NERSC logo National Energy Research Scientific Computing Center
  A DOE Office of Science User Facility
  at Lawrence Berkeley National Laboratory
 

Running Jobs on Franklin

Important Notice

NERSC is upgrading Franklin to a quad-core XT4 system from July to October 2008. Please refer to Franklin Quad Core Upgrade Plan for detailed time lines and changes in user environment and running jobs.

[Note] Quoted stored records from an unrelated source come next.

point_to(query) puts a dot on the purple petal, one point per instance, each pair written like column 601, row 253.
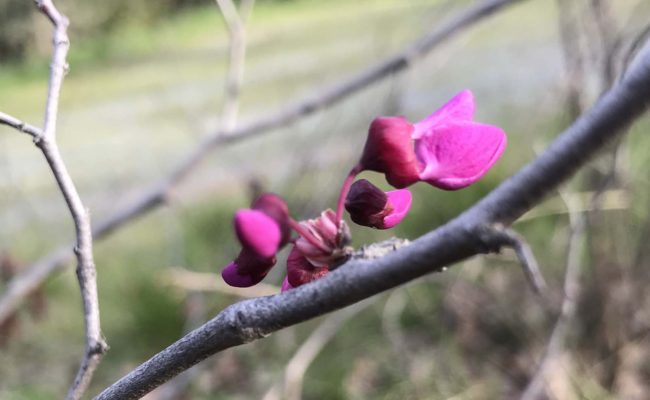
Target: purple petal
column 275, row 207
column 231, row 276
column 286, row 285
column 389, row 150
column 400, row 200
column 460, row 107
column 258, row 232
column 459, row 153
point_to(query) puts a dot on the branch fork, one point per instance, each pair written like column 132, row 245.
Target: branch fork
column 492, row 238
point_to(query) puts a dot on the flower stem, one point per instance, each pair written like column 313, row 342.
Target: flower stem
column 307, row 235
column 344, row 192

Essential Points about Running Jobs on Franklin

  • Please remember to use aprun to launch tasks onto the compute nodes. That is the ONLY way tasks are launched on the compute nodes of Franklin.
  • This is a fundamental difference from Jacquard and Bassi. On those systems, anything in a batch job runs on compute nodes held by the job. But on Franklin, any shell command in a batch script, including aprun itself, is executed on a login node which is shared with other users, NOT on the compute nodes held by the job.
  • Users accumulate MPP charges based on the wall-clock time that the batch job holds the compute nodes, even if they are all idle while the batch job shell commands and other serial tasks (e.g. hsi, make, compiles, IDL) run on shared login nodes.
  • Batch jobs running processes on login nodes which generate significant memory or CPU loads are discouraged. Large parallel makes, data analysis using IDL, or large script tasks using Python or Perl (whether run interactively or from a batch script) can significantly load a login node.

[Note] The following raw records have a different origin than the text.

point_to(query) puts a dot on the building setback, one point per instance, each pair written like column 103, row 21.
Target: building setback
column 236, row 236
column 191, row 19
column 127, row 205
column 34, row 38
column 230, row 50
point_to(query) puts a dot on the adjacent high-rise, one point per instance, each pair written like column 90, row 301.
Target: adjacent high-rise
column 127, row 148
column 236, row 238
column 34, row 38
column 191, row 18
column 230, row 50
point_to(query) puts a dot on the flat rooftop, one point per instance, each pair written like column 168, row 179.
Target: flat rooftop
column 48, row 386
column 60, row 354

Reporting Slow Response Time

If you experience slow response time on a login node, please email to consult@nersc.gov the output of the following command sequence:

hostname; pwd; uptime


Overview

Franklin has 9,672 compute nodes for High Performance Computing (HPC) jobs and an additional 16 nodes for user logins and shell access. Each node has a dual-core Opteron processor and 4 GB of memory. When you SSH to Franklin you are randomly connected to a login node, which runs a full Linux operating system and from which you can edit files, compile code, submit jobs, etc. Compute jobs are launched through a Cray-specific command and execute exclusively on the compute nodes, which run a high-performance - but limited - version of Linux named "Compute Node Linux," or CNL.

Three software packages are used by the Franklin system to schedule and run HPC jobs:

  • Torque, which is a batch system framework
  • Moab, the job scheduler
  • ALPS, which runs the job

These are the steps typically followed to run an application code:

  1. A batch script is written using a text editor.
  2. The user verifies that the batch script contains the desired keywords and the ALPS aprun job-launch command (similar to the MPICH mpirun command)
  3. The batch script is submitted to the batch system using the Torque qsub command.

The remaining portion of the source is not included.